Objective: To investigate the role of Crk-associated substrate lymphocyte type (Cas-L), a downstream signaling molecule of beta1 integrins, in the pathophysiology of rheumatoid arthritis (RA).
Methods: We analyzed human T lymphotropic virus type I (HTLV-I) tax transgenic mice as well as samples from human RA patients. Splenocytes from tax transgenic mice were cultured on mouse endothelial cell-covered Transwell inserts, and cells migrating through the endothelial monolayer were counted. Biochemical studies were performed to analyze the protein expression and tyrosine phosphorylation of Cas-L. Immunohistochemical analysis was performed to detect Cas-L-positive cells that had infiltrated into the joints.

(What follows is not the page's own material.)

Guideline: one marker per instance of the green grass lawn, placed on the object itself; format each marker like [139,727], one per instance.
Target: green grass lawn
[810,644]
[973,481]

Results: Migratory activity of splenocytes from tax transgenic mice with arthritis (ATg) was much higher than that of tax transgenic mice without arthritis (NTg) and littermate control mice. The expression of Cas-L protein and its tyrosine phosphorylation were increased in ATg mice compared with NTg and control mice, and this was accompanied by enhanced autophosphorylation of Fyn and Lck. Immunohistochemical analysis demonstrated a large number of Cas-L-positive lymphocytes migrating into the affected joints. Furthermore, in human RA, Cas-L-positive lymphocytes were shown to infiltrate to the inflammatory lesions.
Conclusion: These results strongly suggest that Cas-L plays an important role in the pathophysiology of RA.